You, too, dear reader, have been hornswoggled. This post is about sex and gender. A Sun reader has asked why journalists insistently write gender when we mean sex. The reader had been taught that gender refers properly to grammar, sex to biology.
What may have been a useful distinction at one time has become hopelessly blurred. Gender is in place in legal and academic language, as well as popular usage, to indicate sexual identity in social and psychological aspects, and it is unlikely to be dislodged. This makes sense if one is trying to differentiate between physical characteristics (sex) and sexual identity or sexual behavior (gender). Gender is thus a neutral, technical term, while sex tends to mix up biology with, well, you know, s-x.

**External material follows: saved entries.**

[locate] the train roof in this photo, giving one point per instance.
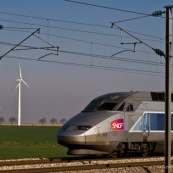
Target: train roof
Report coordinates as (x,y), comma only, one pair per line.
(139,95)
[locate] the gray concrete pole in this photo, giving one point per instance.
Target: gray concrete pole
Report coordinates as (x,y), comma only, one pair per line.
(168,71)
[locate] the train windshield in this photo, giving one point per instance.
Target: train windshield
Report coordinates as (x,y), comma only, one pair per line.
(105,103)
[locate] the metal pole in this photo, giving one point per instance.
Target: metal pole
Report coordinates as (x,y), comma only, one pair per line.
(168,58)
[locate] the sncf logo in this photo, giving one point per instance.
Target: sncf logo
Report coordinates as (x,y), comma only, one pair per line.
(117,124)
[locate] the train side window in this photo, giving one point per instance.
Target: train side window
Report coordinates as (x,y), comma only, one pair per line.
(130,108)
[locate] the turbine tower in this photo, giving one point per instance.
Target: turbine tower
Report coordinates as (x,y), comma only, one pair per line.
(20,80)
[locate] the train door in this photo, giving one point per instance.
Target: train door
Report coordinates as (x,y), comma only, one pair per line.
(145,126)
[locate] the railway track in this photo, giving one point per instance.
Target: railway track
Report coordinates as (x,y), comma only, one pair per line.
(59,165)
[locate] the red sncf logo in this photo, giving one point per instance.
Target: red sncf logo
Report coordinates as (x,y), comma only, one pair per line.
(117,124)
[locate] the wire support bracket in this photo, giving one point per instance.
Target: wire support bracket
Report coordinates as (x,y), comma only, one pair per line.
(37,30)
(157,51)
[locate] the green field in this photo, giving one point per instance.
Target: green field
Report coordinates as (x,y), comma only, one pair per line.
(29,142)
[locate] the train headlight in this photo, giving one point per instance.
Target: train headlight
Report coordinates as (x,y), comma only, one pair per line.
(84,127)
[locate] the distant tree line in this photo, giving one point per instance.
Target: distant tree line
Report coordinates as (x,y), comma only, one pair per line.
(42,121)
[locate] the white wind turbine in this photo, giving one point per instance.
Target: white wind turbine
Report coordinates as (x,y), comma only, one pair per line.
(20,80)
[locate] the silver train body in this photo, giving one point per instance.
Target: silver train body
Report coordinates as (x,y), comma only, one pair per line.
(117,123)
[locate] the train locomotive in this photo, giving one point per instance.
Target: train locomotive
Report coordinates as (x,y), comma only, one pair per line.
(117,123)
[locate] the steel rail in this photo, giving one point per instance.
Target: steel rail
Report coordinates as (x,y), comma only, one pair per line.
(85,167)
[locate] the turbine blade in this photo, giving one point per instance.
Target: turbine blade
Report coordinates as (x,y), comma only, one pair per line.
(17,86)
(24,83)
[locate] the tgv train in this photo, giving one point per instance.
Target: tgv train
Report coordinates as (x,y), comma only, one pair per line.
(117,123)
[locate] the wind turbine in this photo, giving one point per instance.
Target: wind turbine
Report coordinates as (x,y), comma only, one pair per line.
(20,80)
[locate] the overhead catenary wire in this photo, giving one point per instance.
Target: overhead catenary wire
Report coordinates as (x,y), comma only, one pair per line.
(54,49)
(139,71)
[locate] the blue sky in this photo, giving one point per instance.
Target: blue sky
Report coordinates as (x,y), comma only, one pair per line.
(83,68)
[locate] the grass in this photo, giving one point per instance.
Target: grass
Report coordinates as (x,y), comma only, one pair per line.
(29,142)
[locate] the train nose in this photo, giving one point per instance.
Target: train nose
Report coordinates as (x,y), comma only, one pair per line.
(70,138)
(70,135)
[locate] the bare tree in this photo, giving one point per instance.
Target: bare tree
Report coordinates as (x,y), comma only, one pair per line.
(62,121)
(53,121)
(42,121)
(12,120)
(2,120)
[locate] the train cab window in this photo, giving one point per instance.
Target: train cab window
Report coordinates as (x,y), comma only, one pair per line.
(107,106)
(121,108)
(130,108)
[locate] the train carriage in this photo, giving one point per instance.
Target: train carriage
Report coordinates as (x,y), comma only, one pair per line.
(117,123)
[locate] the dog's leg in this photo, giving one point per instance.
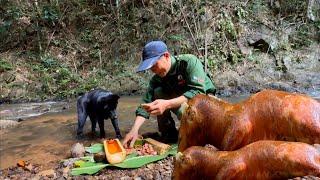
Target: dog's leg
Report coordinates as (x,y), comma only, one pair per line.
(93,120)
(101,127)
(82,115)
(114,120)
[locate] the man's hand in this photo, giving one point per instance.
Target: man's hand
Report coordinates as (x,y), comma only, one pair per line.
(131,137)
(156,107)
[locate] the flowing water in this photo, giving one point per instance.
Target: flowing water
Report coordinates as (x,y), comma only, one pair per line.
(47,131)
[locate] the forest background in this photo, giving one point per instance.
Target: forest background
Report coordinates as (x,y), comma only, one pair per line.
(58,49)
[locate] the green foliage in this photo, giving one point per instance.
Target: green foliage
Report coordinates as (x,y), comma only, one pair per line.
(86,36)
(5,66)
(227,27)
(49,62)
(50,14)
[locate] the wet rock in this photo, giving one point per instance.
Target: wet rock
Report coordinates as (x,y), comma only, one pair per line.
(48,173)
(77,150)
(4,124)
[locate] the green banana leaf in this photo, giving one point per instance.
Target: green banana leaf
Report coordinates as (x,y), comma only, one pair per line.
(95,148)
(88,170)
(131,161)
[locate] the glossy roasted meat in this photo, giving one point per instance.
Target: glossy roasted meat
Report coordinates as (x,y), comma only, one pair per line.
(267,115)
(259,160)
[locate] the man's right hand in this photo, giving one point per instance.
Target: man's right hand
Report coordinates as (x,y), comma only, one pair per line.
(130,138)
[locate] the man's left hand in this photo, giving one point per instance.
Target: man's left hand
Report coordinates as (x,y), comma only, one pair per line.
(156,107)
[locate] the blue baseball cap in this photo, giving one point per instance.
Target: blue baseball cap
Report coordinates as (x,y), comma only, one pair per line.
(151,53)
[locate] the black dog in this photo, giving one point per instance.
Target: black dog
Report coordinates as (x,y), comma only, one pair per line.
(98,105)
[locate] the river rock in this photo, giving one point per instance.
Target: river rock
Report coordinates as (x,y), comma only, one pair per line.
(4,124)
(77,150)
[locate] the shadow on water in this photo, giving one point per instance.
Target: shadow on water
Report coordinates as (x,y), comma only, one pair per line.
(48,138)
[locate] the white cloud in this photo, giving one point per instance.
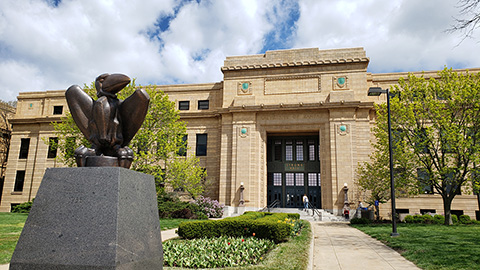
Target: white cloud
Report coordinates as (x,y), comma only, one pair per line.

And gender has been an underutilized word in English, which, unlike Greek, Latin, the Romance languages and many others, doesn’t bother with gender for most of its nouns. Now it’s beginning to earn its pay, especially as the theorists of human sexuality coin more and more terms to describe human sexual permutations: gender role, transgender and the other related concepts that social scientists have been energetically developing for more than 30 years.
As far as general usage goes, so long as you can avoid the social-science argot, gender is fine; it’s sex that leaves some readers queasy.